Analysis of PRV-neutralizing antibodies in sera of immunized pigs. Pigs were vaccinated at weeks 0, 4, and 8 with VR1012 (♦), VR-gB + VR-gD (▴), VR-gB + VR-gD with pUC 18 (▵), VR-IFN-γ (▪), VR-pIL12 (○), SL-CD (□), or DDA (•). Samples from the individual pigs were tested. Data are expressed as geometric mean titers of the different groups. Differences in group averages were tested for statistical significance by a parametric one-way analysis of variance (ANOVA) (95% significance level) for the entire observation period after each vaccination and not for the individual time points. For reasons of clarity, error bars are not shown.

FIG. 4.

Induction of PRV-specific T-cell responses in vaccinated pigs. Pigs were vaccinated at weeks 0, 4, and 8 with VR1012 (♦), VR-gB + VR-gD (▴), VR-gB + VR-gD with pUC 18 (▵), VR-p IFN-γ (▪), VR-pIL12 (○), SL-CD (□), or DDA (•). PBMCs were stimulated for 4 days with medium or live PRV, after which [³H]thymidine incorporation levels were determined. Data are expressed as SI values. Based on the SI values of the control group (mean + 3× standard deviation), an SI of ≥2.5 was considered positive. Throughout the experiments, counts of mock-stimulated PBMCs ranged from 300 to 1,500 and standard errors of the means of quadruplicates were less than 20%. Samples from the individual pigs were tested. Data are expressed as geometric mean SI values of the different groups. Differences in group averages were tested for statistical significance by a parametric one-way ANOVA (95% significance level) for the entire observation period after each vaccination and not for the individual time points. For reasons of clarity, error bars are not shown.

FIG. 5.

Virus excretion after challenge infection with PRV strain NIA-3. (A) Pigs vaccinated with VR1012 (♦), VR-gB + VR-gD (▴), VR-gB + VR-gD with pUC 18 (▵), VR-p IFN-γ (▪), VR-pIL12 (○), SL-CD (□), or DDA (•) were challenge infected 6 weeks after the third vaccination. Samples from the individual pigs were tested. Data are expressed as geometric mean virus titers (log₁₀) per gram of oropharyngeal fluid for the different groups. Differences in group averages were tested for statistical significance by a parametric one-way ANOVA (95% significance level). For reasons of clarity, error bars are not shown. (B) Pigs vaccinated with VR1012 (♦) or VR-IE with DDA (⋄) were challenge infected 6 weeks after the third vaccination. Samples from the individual pigs were tested. Data are expressed as geometric mean virus titers (log₁₀) per gram of oropharyngeal fluid for the different groups.
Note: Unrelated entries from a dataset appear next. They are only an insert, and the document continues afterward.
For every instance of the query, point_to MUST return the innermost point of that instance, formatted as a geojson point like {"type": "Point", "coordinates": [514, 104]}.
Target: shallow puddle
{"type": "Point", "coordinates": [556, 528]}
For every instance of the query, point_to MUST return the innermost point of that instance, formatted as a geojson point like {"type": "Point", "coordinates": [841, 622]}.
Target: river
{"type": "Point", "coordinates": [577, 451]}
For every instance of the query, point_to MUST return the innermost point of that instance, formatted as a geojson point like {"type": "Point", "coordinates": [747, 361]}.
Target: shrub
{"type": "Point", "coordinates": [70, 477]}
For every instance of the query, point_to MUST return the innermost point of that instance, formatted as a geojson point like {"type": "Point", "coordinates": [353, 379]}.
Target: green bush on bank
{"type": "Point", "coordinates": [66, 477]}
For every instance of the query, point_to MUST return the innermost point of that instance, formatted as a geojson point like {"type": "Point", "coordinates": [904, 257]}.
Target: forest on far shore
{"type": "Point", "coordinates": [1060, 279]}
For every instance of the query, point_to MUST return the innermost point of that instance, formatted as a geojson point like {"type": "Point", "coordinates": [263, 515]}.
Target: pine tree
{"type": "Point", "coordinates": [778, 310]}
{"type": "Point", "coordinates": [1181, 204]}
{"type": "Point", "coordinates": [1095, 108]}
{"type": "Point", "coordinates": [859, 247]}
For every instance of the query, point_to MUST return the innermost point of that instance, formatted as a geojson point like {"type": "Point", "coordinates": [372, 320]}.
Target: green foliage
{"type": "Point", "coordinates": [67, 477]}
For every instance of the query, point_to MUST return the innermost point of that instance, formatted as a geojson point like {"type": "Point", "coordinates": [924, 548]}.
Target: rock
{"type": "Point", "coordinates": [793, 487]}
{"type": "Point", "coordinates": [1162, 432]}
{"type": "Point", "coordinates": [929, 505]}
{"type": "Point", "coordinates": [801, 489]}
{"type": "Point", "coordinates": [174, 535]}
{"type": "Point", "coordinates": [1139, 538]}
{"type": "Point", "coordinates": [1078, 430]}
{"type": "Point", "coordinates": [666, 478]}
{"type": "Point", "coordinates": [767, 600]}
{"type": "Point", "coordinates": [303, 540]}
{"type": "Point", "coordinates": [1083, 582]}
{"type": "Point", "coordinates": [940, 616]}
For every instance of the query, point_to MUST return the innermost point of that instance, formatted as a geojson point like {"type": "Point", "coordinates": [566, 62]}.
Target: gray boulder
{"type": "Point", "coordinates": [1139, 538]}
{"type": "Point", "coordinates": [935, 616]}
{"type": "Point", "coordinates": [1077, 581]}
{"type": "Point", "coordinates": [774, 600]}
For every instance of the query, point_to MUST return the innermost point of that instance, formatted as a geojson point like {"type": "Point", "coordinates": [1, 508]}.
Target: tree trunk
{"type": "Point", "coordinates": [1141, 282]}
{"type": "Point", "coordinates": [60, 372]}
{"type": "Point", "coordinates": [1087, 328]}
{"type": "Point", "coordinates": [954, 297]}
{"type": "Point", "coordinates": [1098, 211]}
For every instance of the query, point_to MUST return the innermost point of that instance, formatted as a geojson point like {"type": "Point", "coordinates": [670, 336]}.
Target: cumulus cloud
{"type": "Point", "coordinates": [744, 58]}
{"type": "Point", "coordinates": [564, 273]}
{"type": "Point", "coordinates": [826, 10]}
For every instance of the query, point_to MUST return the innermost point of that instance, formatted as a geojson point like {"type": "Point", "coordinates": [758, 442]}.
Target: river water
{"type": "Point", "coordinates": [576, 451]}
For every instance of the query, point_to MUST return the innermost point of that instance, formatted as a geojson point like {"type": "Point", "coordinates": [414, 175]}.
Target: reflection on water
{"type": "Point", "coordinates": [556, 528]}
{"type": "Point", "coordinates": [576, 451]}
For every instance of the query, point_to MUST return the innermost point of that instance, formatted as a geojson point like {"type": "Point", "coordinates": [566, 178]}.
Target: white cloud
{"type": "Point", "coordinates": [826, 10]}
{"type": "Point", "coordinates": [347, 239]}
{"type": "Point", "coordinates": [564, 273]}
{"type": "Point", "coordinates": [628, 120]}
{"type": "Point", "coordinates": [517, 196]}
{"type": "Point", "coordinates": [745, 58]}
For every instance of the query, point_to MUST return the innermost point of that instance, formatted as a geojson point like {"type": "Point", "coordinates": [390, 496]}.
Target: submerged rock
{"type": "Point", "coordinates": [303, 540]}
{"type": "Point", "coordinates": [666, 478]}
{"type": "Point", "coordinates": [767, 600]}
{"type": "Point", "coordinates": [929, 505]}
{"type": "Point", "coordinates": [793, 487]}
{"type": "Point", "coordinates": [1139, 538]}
There were no significant differences in results between VR-IE- and sham (VR1012)-vaccinated pigs.

FIG. 6.

Number of days of clinical signs (A) and growth performance (B) after challenge infection with PRV strain NIA-3. Pigs vaccinated with VR1012 (lane 1), VR-gB + VR-gD (lane 2), VR-gB + VR-gD with DDA (lane 3), SL-CD (lane 4), pUC18 (lane 5), VR-pIL12 (lane 6), or VR-p IFN-γ (lane 7) were challenge infected 6 weeks after the third vaccination. Clinical signs were recorded blindly for 14 days after infection. Growth performance during the first week after challenge was assessed by calculating the MRDG in body weight. For the duration of clinical signs, differences in group averages were tested by the nonparametric Kruskal-Wallis test. For the MRDG, differences in group averages were tested for statistical significance by a parametric one-way ANOVA. Significance levels were set at 95%. #, results significantly different from those for pigs vaccinated with VR-gB plus VR-gD alone (lane 2); *, results significantly different from those for the sham-vaccinated control pigs (lane 1).